The End of Phishing. Isn't that the big one, hidden in plain sight?

Imagine TLDs like (.hsbc) or (.citi)

As a consumer, I'd feel rock-solid secure, exchanging information with one of these entities, because I'd know they are who they say they are.

To Shiv Singh's point - as well as the apparent conclusion of the article - isn't this something consumers would embrace?

over 4 years ago

Michele Neylon

Michele Neylon, CEO at Blacknight Internet Solutions Ltd

Patricio

I'd disagree.

The entire angle being taken in coverage on this site has been anti new TLD from the get go.

And this has been compounded by pretty much every single article that has been published.

You've completely ignored the marketing opportunities that many small to medium sized companies will have with new TLDs.

And that's just one of the many many angles you've ignored.

As for .biz and .mobi - I visit them pretty much every single day.

Trucking out the rather jaded examples of "failures" is easy.

I don't see you talking about .cat.

I don't see you talking about .co

There's a lot more to new TLDs than a few big corporates. Pity nobody will get to read about it here

Michele

over 4 years ago

Patricio Robles

Patricio Robles, Tech Reporter at Econsultancy

Yatin,

Brand TLDs aren't going to end phishing. If your computer is compromised, an attacker could just as easily make it appear that you're accessing, say, my.hsbc or myaccount.citi.

What about less sophisticated attacks? The individuals being fooled into providing their credentials to spoof .com, .net, .biz, etc. phishing sites obviously aren't looking at the URLs they're accessing.

Michele,

I'd love to see a list of the .biz and .mobi sites you visit every day.

I'm not sure what .cat has to do with this discussion. The TLD was approved for the Catalan-speaking world, and even though it's not technically a ccTLD, it serves much the same purpose.

As for .co, I have written about this ccTLD which has been marketed like a gTLD given that it's one character removed from .com. See http://econsultancy.com/uk/blog/8282-overstock-learns-that-com-is-still-king.
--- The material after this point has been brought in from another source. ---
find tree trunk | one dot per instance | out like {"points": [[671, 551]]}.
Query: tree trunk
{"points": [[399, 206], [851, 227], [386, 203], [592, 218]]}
Are new TLDs interesting? Yes, but that doesn't mean that they should be endorsed because they sound cool or the .coms many of us would like are already registered. When it comes to small and medium-sized businesses, many of which have limited marketing budgets, I simply don't think there's a compelling reason to believe that new gTLDs are going to help them market themselves more effectively online.

The history of existing gTLDs (and ccTLDs marketed as gTLDs), on the other hand, offers plenty of reasons to be skeptical.